The original Excelsior class was a physical filming model designed by Bill George and built at Industrial Light and Magic for Star Trek III: The Search for Spock. The model also appeared in the next film The Voyage Home and was relabeled for use in the first two seasons of The Next Generation. The model was refurbished for its appearance in Star Trek VI: The Undiscovered Country. The model was again refurbished with entirely new arrangements and details to represent a refit modification, the Enterprise-B in Generations.
The refit modifications were designed by John Eaves under the supervision of production designer Herman Zimmerman. Since the original model was no longer in its original configuration, a new one was built by Greg Jein when the Excelsior appeared in the Voyager episode “Flashback,” if at a smaller scale. This model continued to be reused until a CGI Excelsior was built for later seasons of Deep Space Nine and Voyager. Despite its age, the Excelsior has become one of Starfleet’s most frequently seen “guest star” vessels.
Although the Enterprise-B had already been established as an Excelsior class starship, the producers of Star Trek: Generations felt the Excelsior had been seen too many times in previous films. They wanted a brand new design.
This presented a challenge to the movie’s art staff. How to maintain continuity while giving the audience a “new” ship? John Eaves explained in Star Trek: The Next Generation Sketchbook, The Movies (1998), “The Excelsior has always been my favorite of all the starships.

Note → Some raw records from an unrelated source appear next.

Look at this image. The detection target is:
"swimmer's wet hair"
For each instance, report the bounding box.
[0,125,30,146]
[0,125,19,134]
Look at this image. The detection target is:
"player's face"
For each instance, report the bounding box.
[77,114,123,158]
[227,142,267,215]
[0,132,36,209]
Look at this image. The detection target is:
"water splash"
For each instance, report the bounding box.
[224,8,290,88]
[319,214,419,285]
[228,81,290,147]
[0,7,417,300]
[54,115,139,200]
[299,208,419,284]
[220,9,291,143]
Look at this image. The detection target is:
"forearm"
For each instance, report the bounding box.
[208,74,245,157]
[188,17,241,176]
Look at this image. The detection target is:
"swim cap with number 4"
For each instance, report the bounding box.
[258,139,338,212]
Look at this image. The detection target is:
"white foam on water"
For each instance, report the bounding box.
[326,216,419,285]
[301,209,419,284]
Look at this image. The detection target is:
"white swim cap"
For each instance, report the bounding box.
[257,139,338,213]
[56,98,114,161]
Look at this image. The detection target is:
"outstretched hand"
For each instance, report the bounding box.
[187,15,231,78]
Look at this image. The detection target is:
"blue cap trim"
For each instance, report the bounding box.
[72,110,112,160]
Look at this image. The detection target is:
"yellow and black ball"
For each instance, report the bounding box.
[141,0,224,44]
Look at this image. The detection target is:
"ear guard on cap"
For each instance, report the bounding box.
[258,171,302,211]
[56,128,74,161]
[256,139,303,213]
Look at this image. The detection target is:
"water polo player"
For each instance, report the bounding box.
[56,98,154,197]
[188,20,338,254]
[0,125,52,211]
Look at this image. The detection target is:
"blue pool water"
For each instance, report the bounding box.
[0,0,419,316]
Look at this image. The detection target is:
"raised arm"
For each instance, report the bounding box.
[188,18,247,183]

Bill George’s design conveyed power, elegance and beauty, so when the task fell to me to modify the ship, I was both thrilled and concerned.
Fortunately, Mike Okuda came over to the feature art department to discuss changes that would significantly alter the ship’s appearance while keeping her original lines. [...] his focus and direction for the modifications were extremely helpful. So together, we set to work on the details.
First, I took an ILM photo that showed the Excelsior in Spacedock, did a rendering, and started putting add-ons on the ship. [...] Mike [Okuda] pointed out that we needed to design an area that protruded from the ship, so that the energy ribbon could whip out a section while leaving most of the ship intact. So we built a section of decks extended out from the main body, which tapers gently on the bottom and flares out dramatically on the top. We also did a detail sketch of the area round the deflector disk, designating one area as the reactor room.
The added girth increased the overall size of the vessel, while still retaining the original Excelsior design. We made a few other design changes, such as taking two fins off the top of the saucer, and putting in two major impulse engines, one on either side of the existing impulse engines (we figured these stronger engines would be needed when the saucer detached). As for the nacelles, we added a cap to them, plus a dorsal fin on top and a running fin on the outer edge.